In previous work, we observed a decrease in red fluorescence intensity in the tracked neuron due to photobleaching over time; typically, after 15 min of tracking, the red fluorescence rate was reduced to 40% of its initial value36. An exponential fit to the red fluorescence rate of the tracked neuron, as measured by the tracker, for the experiment shown in Fig. 2, found that the tracked neuron was reduced to 75% of its initial fluorescence over  ~260 s of tracking. For the experiment in Fig. 4, the final neuron’s tracked fluorescence was reduced to 80% of the initial. Both of these results are consistent with previously measured rates of bleaching. The MDN experiments (Fig. 5) showed no degradation in red fluorescence over 15 min of tracking, but also recovered lower raw rates of mCherry fluorescence from the tracked neuron. In contrast to our tracking-only microscopes36,37, where the red fluorescence of the tracked neuron was used for both spatial feedback and ratiometric correction of the green fluorescence signal, in CRASH2p, the tracked neuron’s fluorescence is used only for spatial feedback during the actual experiment and not in later analysis.

Feedback

Following each measurement, the estimated position of the measured neuron was updated. We used this updated location to calculate the location of the next measurement scan. Other layers of feedback served to keep the tracked neuron centered within the field of view. From fastest to slowest: The x-y galvo deflectors were directed to the estimated location of the tracked neurons (on the imaging path, the estimated location of the tracked neuron was added as an offset to the x- and y- deflection of the scan galvos), the piezo positioner on the objective was set to bring the estimated z- location of the neuron to the natural focus of the objective, and the stage was moved in all three axes to bring the tracked neuron to the natural central position (galvos centered and objective piezo at half range) of the microscope.

Stage position commands were generated by a PID control loop with a 25 ms update rate. Each axis was controlled separately; for all 3 axes the error signal was the displacement of the tracked neuron from the natural objective focus. PID parameters were tuned by adjusting the 100 micron step response of the system to respond quickly without overshooting. Note that the stage controller includes its own PID parameters to translate control signals into motor controls; these were not adjusted.

Post-experiment image reconstruction and correction

During experiments, the FPGA assembled XY and XZ projections of the red and green photon counts from the recorded volume in real time; these were displayed on a monitor to provide real-time feedback to the experimenter. The raw data, consisting of the FPGA clock time at which every photon was detected, the FPGA clock time of the synchronizing signals from the two tag lenses, the read-back locations of the galvos and piezo positioner at defined FPGA clock times, and other information used to synchronize the timing of stage readouts and IR ("behavior") camera frames, were streamed to the host computer and written directly to disk42.

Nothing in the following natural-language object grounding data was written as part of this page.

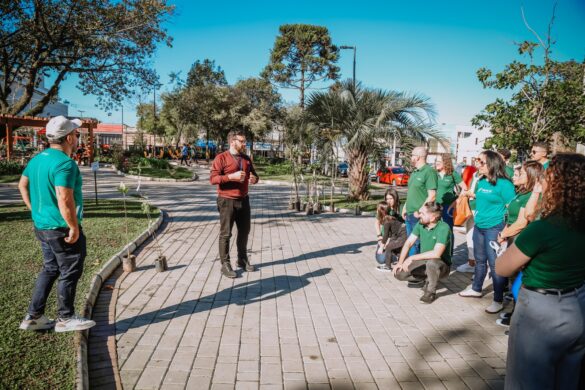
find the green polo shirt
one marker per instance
(446, 188)
(440, 234)
(515, 205)
(556, 252)
(491, 201)
(421, 180)
(49, 169)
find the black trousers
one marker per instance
(230, 211)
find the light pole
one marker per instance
(354, 48)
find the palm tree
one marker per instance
(364, 118)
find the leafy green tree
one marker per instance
(205, 73)
(107, 44)
(548, 98)
(302, 55)
(364, 118)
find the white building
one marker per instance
(470, 142)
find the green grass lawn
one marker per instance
(170, 173)
(9, 178)
(46, 360)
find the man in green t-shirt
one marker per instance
(51, 188)
(539, 152)
(434, 261)
(422, 188)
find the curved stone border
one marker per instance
(148, 178)
(82, 376)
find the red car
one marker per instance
(397, 176)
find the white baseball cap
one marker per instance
(60, 126)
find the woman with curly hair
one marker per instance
(547, 333)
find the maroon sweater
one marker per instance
(223, 165)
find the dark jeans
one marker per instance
(63, 261)
(546, 346)
(411, 222)
(485, 255)
(230, 211)
(431, 270)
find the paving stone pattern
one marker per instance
(316, 314)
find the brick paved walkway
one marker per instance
(315, 315)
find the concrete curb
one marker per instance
(81, 338)
(148, 178)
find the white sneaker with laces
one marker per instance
(72, 324)
(465, 268)
(494, 308)
(470, 293)
(40, 323)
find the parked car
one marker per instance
(343, 169)
(397, 176)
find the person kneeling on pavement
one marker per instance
(434, 261)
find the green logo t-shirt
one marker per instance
(49, 169)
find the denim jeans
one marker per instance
(62, 261)
(411, 222)
(230, 211)
(485, 255)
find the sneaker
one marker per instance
(428, 297)
(227, 270)
(505, 315)
(39, 323)
(245, 263)
(503, 322)
(465, 268)
(72, 324)
(495, 307)
(470, 293)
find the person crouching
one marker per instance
(434, 261)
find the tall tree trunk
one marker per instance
(358, 174)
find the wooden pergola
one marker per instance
(13, 122)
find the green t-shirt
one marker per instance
(556, 252)
(421, 180)
(509, 171)
(446, 188)
(47, 170)
(491, 201)
(515, 205)
(440, 234)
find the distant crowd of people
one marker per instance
(523, 223)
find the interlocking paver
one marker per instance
(315, 313)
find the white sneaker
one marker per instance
(465, 268)
(495, 307)
(40, 323)
(72, 324)
(470, 293)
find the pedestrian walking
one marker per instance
(232, 171)
(422, 188)
(494, 191)
(546, 346)
(434, 261)
(51, 188)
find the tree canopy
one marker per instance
(107, 44)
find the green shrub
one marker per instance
(10, 168)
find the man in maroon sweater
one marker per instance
(231, 171)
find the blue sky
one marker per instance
(428, 47)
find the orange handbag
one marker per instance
(462, 211)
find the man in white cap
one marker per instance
(51, 188)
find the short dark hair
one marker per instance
(235, 133)
(505, 153)
(543, 145)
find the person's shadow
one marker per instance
(241, 294)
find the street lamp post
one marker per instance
(354, 48)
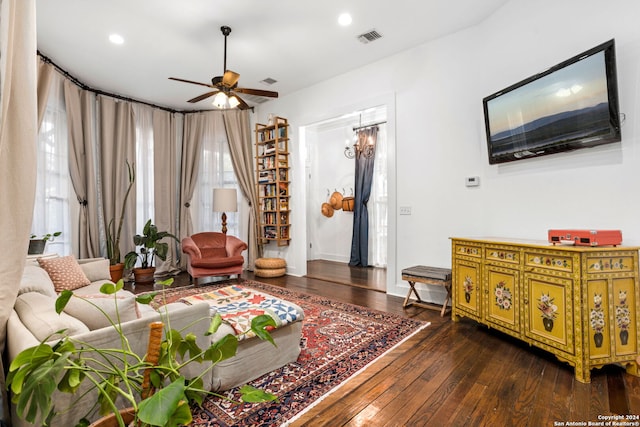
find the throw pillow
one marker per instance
(65, 273)
(38, 313)
(87, 309)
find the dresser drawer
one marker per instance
(506, 254)
(468, 249)
(616, 263)
(549, 261)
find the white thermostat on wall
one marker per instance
(472, 181)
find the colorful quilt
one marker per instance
(239, 305)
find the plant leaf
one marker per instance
(146, 298)
(259, 325)
(158, 409)
(251, 394)
(108, 288)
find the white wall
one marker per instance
(435, 96)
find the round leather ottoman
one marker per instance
(270, 267)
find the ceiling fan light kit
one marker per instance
(225, 88)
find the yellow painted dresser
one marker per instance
(580, 303)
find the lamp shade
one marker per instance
(225, 200)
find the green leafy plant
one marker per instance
(152, 386)
(49, 237)
(150, 246)
(113, 232)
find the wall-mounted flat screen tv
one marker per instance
(569, 106)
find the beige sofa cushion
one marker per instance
(90, 315)
(37, 312)
(96, 269)
(65, 273)
(35, 279)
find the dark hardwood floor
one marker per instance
(460, 374)
(363, 277)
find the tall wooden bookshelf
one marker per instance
(272, 169)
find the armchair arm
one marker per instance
(190, 248)
(235, 246)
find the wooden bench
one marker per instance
(430, 276)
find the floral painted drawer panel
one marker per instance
(549, 261)
(611, 264)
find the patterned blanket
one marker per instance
(239, 305)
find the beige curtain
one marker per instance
(238, 130)
(191, 151)
(81, 167)
(117, 146)
(18, 133)
(165, 184)
(45, 75)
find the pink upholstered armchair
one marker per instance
(213, 254)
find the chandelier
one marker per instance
(224, 101)
(364, 141)
(363, 146)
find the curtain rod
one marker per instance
(369, 126)
(113, 95)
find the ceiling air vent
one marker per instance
(268, 81)
(369, 36)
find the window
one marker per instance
(215, 171)
(51, 209)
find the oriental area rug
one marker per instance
(338, 341)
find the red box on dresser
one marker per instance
(586, 237)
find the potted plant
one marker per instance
(113, 232)
(151, 386)
(150, 246)
(37, 245)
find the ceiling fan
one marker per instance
(225, 87)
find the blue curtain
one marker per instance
(365, 157)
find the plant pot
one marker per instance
(116, 271)
(36, 246)
(144, 275)
(111, 420)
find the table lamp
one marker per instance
(225, 200)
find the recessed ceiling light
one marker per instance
(344, 19)
(116, 39)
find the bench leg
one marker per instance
(412, 289)
(446, 300)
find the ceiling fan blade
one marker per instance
(243, 105)
(190, 81)
(257, 92)
(230, 78)
(203, 96)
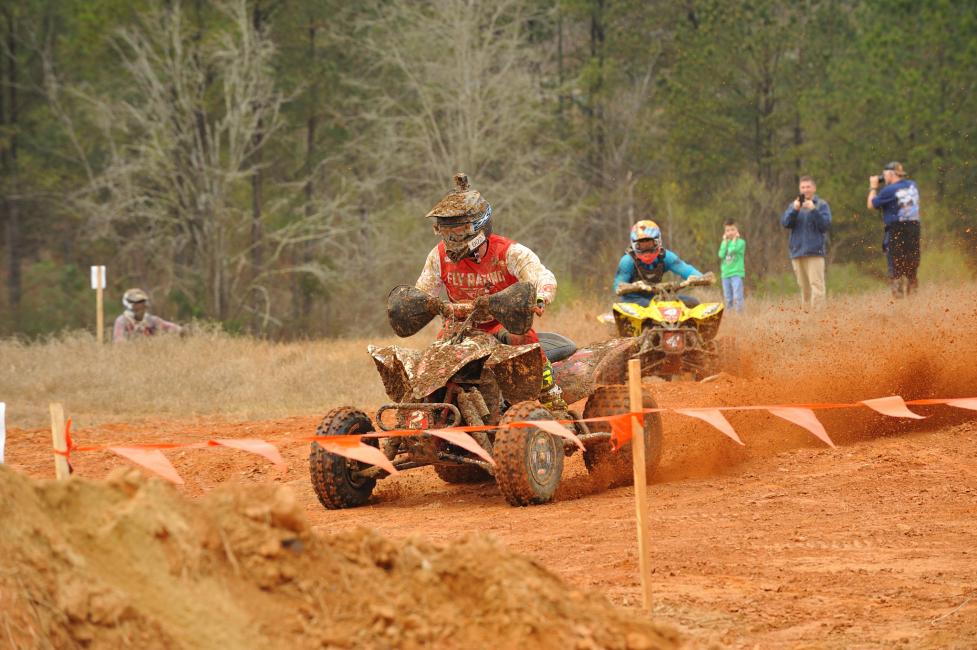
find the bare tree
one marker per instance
(184, 149)
(455, 86)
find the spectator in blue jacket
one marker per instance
(646, 261)
(808, 218)
(899, 202)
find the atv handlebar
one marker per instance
(666, 287)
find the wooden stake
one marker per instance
(100, 314)
(640, 479)
(61, 471)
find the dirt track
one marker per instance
(869, 544)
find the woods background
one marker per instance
(267, 164)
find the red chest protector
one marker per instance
(466, 280)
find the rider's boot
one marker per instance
(551, 395)
(896, 285)
(912, 286)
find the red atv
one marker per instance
(467, 377)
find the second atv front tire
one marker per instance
(529, 461)
(462, 474)
(615, 468)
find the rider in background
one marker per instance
(470, 260)
(644, 264)
(136, 321)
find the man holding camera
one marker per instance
(808, 218)
(899, 202)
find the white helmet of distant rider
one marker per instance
(463, 219)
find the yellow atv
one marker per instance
(674, 339)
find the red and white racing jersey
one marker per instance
(504, 264)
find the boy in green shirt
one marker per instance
(732, 251)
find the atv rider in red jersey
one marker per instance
(470, 261)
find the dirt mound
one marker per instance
(131, 562)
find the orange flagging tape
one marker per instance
(150, 455)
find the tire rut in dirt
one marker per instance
(615, 468)
(462, 474)
(529, 462)
(331, 474)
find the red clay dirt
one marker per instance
(870, 544)
(784, 542)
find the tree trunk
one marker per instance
(597, 137)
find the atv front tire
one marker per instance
(332, 475)
(615, 468)
(529, 461)
(462, 474)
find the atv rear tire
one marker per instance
(332, 475)
(529, 461)
(462, 474)
(615, 468)
(730, 358)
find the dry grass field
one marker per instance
(858, 347)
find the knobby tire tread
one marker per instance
(510, 453)
(328, 471)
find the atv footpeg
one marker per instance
(419, 415)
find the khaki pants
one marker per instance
(809, 272)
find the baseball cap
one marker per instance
(896, 167)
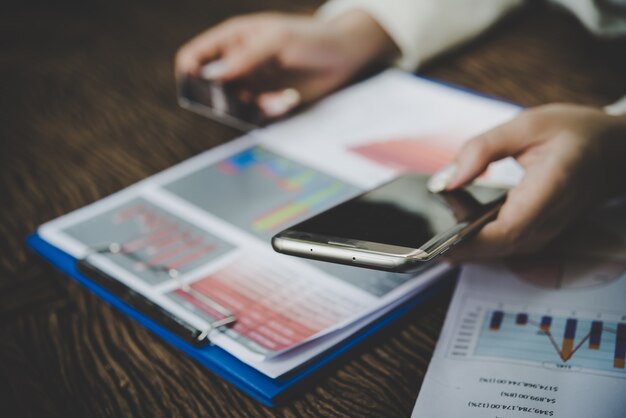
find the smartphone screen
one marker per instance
(401, 213)
(224, 102)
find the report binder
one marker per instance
(271, 392)
(273, 177)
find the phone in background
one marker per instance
(396, 227)
(223, 102)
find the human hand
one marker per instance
(285, 60)
(573, 156)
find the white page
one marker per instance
(537, 336)
(225, 204)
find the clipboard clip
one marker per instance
(146, 306)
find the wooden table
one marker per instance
(88, 108)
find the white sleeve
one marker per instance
(425, 28)
(605, 18)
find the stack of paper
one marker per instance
(211, 218)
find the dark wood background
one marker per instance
(87, 108)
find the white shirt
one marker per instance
(424, 28)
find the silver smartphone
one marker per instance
(396, 227)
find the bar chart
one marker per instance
(592, 342)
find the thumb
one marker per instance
(506, 140)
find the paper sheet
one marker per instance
(538, 336)
(211, 217)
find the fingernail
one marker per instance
(278, 105)
(213, 70)
(440, 180)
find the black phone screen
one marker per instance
(221, 101)
(402, 213)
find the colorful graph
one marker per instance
(260, 191)
(424, 154)
(590, 337)
(594, 343)
(151, 239)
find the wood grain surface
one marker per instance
(88, 108)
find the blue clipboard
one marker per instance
(271, 392)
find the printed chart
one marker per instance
(593, 342)
(152, 240)
(268, 191)
(276, 307)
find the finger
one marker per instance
(506, 140)
(249, 56)
(533, 214)
(207, 46)
(278, 103)
(306, 87)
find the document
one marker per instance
(210, 219)
(541, 336)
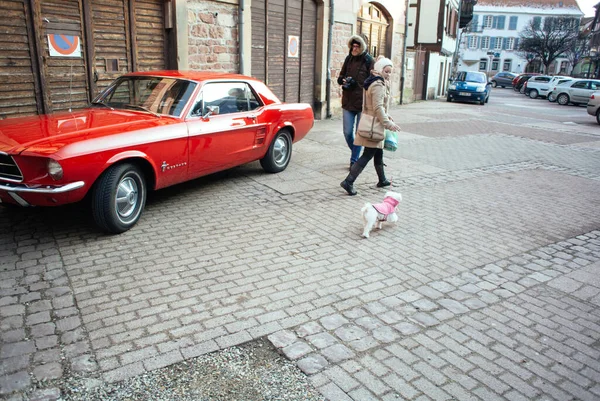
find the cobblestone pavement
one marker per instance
(487, 289)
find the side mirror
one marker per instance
(212, 110)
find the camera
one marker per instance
(350, 83)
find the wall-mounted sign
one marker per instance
(61, 45)
(293, 46)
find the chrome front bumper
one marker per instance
(14, 190)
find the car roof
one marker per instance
(192, 75)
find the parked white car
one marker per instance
(540, 88)
(552, 92)
(594, 106)
(532, 87)
(577, 91)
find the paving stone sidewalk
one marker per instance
(486, 289)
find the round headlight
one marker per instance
(55, 169)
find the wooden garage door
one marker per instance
(113, 37)
(277, 24)
(18, 84)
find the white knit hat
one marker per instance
(382, 63)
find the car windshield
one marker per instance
(155, 95)
(471, 77)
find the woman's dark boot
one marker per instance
(383, 182)
(347, 184)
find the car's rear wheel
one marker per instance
(118, 198)
(279, 154)
(562, 99)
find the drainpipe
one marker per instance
(404, 51)
(241, 39)
(329, 44)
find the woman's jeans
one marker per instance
(369, 154)
(350, 121)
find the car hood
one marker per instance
(46, 134)
(468, 86)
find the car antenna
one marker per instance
(71, 89)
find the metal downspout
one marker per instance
(329, 44)
(404, 51)
(241, 38)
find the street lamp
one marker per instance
(592, 54)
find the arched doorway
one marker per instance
(373, 22)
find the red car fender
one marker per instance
(134, 154)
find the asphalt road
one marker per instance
(486, 289)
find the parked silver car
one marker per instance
(577, 91)
(594, 106)
(503, 79)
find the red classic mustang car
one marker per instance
(148, 130)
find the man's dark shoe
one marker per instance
(348, 187)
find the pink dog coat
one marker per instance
(385, 208)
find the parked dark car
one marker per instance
(503, 79)
(470, 86)
(520, 80)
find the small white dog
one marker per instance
(376, 214)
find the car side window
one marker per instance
(229, 97)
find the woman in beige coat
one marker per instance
(377, 98)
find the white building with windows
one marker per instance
(489, 44)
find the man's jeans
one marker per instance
(349, 119)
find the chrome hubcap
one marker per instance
(127, 197)
(280, 150)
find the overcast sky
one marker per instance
(587, 7)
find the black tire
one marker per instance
(279, 154)
(563, 99)
(118, 198)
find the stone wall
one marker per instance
(213, 36)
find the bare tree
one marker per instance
(550, 41)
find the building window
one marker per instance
(483, 64)
(510, 43)
(472, 42)
(485, 42)
(487, 21)
(495, 64)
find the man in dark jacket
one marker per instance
(357, 67)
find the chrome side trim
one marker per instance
(43, 190)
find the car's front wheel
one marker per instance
(563, 99)
(118, 198)
(279, 154)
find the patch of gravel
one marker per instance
(250, 372)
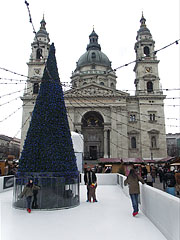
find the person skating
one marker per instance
(133, 182)
(28, 193)
(91, 183)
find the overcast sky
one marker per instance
(69, 24)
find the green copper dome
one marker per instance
(93, 54)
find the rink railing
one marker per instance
(160, 207)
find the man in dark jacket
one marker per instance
(91, 183)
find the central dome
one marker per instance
(93, 54)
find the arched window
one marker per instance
(146, 51)
(112, 85)
(153, 142)
(132, 118)
(39, 53)
(133, 142)
(35, 88)
(149, 86)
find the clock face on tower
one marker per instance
(148, 69)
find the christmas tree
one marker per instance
(48, 146)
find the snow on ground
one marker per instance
(109, 218)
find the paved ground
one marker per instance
(159, 185)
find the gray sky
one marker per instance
(69, 24)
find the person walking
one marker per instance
(28, 193)
(133, 182)
(153, 173)
(90, 180)
(177, 177)
(170, 182)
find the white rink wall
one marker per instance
(160, 207)
(104, 178)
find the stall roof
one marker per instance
(166, 159)
(78, 142)
(120, 160)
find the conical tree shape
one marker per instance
(48, 145)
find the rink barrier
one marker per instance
(161, 208)
(6, 183)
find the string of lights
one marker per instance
(16, 110)
(97, 97)
(137, 60)
(67, 84)
(131, 126)
(11, 79)
(21, 128)
(9, 94)
(111, 129)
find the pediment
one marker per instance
(94, 89)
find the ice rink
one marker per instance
(108, 219)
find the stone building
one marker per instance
(173, 144)
(114, 124)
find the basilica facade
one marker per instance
(114, 124)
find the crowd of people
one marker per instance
(9, 168)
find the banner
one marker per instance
(8, 182)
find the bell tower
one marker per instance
(149, 96)
(36, 65)
(146, 68)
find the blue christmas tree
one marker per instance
(48, 146)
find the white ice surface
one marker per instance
(108, 219)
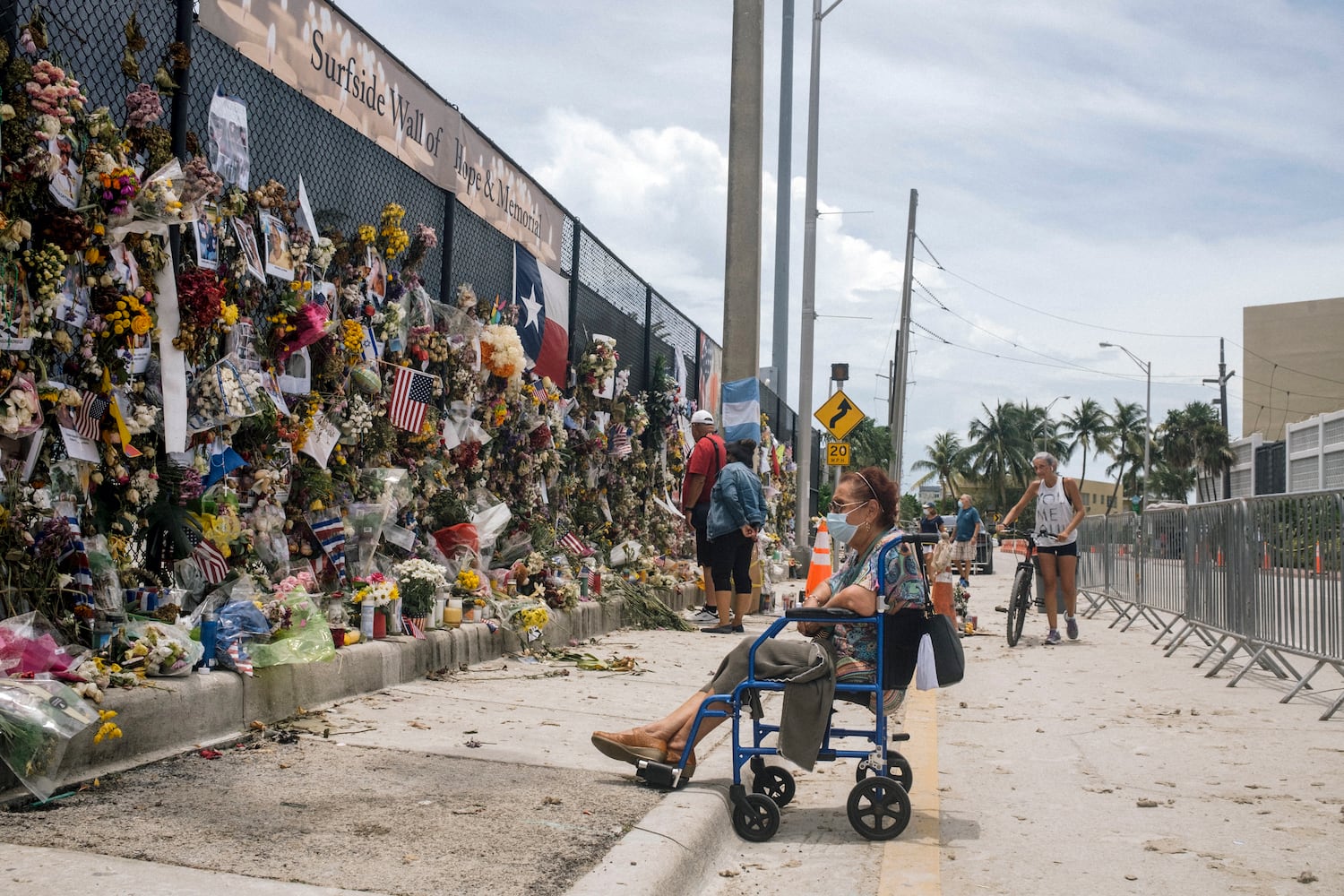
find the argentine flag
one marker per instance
(742, 410)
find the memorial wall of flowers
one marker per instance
(281, 433)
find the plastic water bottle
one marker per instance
(209, 634)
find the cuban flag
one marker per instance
(742, 410)
(543, 314)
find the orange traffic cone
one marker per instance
(820, 568)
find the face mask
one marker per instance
(840, 528)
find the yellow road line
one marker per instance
(910, 864)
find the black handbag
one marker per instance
(948, 657)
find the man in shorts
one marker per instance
(964, 541)
(702, 469)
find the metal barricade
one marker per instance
(1253, 576)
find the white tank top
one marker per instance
(1053, 513)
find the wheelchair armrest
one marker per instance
(820, 614)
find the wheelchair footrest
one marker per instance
(659, 774)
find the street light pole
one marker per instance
(809, 288)
(1147, 367)
(1046, 421)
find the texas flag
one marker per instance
(543, 314)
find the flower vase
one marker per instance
(367, 614)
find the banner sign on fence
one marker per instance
(322, 54)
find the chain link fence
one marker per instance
(349, 180)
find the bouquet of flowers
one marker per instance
(502, 351)
(418, 581)
(223, 392)
(37, 720)
(378, 590)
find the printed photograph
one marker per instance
(279, 261)
(247, 244)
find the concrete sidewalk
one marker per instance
(1096, 766)
(201, 710)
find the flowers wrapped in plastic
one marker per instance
(226, 392)
(160, 649)
(502, 351)
(38, 719)
(159, 198)
(303, 634)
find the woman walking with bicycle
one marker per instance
(1059, 511)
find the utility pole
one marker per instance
(1223, 375)
(742, 258)
(780, 330)
(898, 383)
(803, 450)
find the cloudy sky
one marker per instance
(1121, 171)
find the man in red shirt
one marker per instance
(702, 469)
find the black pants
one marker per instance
(900, 634)
(731, 563)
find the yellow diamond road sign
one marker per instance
(839, 416)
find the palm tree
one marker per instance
(1126, 444)
(1193, 438)
(946, 460)
(1000, 449)
(1088, 427)
(1171, 482)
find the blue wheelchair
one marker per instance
(878, 805)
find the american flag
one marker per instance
(83, 418)
(573, 544)
(618, 445)
(211, 562)
(411, 392)
(331, 532)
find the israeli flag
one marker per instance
(742, 410)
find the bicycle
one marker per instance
(1019, 600)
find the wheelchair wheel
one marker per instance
(1018, 603)
(776, 783)
(900, 772)
(878, 809)
(758, 820)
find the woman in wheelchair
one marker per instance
(863, 514)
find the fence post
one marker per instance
(445, 263)
(575, 238)
(180, 109)
(648, 336)
(699, 338)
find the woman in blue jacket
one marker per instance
(737, 512)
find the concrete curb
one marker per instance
(195, 711)
(671, 850)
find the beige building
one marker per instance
(1292, 366)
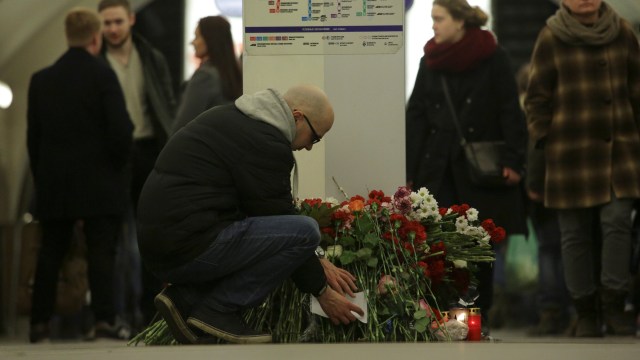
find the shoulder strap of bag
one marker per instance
(454, 115)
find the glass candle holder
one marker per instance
(474, 322)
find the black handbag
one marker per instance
(483, 157)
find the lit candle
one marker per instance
(459, 314)
(475, 325)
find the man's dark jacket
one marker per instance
(78, 138)
(222, 167)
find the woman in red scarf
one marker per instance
(485, 98)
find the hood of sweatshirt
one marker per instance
(270, 107)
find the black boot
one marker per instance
(587, 324)
(617, 322)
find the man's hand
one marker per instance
(338, 279)
(337, 307)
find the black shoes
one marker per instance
(171, 307)
(226, 326)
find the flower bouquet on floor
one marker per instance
(411, 259)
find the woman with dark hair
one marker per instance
(218, 79)
(466, 60)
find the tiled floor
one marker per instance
(506, 344)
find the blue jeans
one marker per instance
(248, 260)
(552, 290)
(578, 250)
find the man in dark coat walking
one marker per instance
(79, 140)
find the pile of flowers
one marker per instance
(411, 258)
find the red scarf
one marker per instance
(475, 46)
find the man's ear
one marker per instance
(296, 114)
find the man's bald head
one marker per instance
(314, 103)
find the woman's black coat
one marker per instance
(486, 101)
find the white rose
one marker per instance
(460, 264)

In the initial steps of image assembly, these raw data files were parsed and global corrections applied; the true phases of the tag lenses were determined by matching the distribution of z-locations for photons, and delays in galvo analog feedback were calibrated by maximizing the sharpness of a trial image. Using the data from the imaging scan path, we then began the process of forming images and correcting for motion.

Axial dwell time correction

We are generally interested in the rate of fluorescence emission, given by the number of photons observed in a voxel or region of interest divided by the time spent probing that voxel/region of interest. If an imaged volume is sampled uniformly, then the raw photon count rate can be taken as proportional to the rate of emission and no further correction is required. Our microscope sampled space unevenly due to the pong scan pattern, the effects of motion, and the resonant axial scan. The first two effects will be discussed later in the methods; correction for the axial resonant scan was as follows:

Due to the resonant axial scan, the time spent within a region Δz (the dwell time) varied with phase of the TAG lens (ϕ). This affects the calculation of the rate vs. axial position.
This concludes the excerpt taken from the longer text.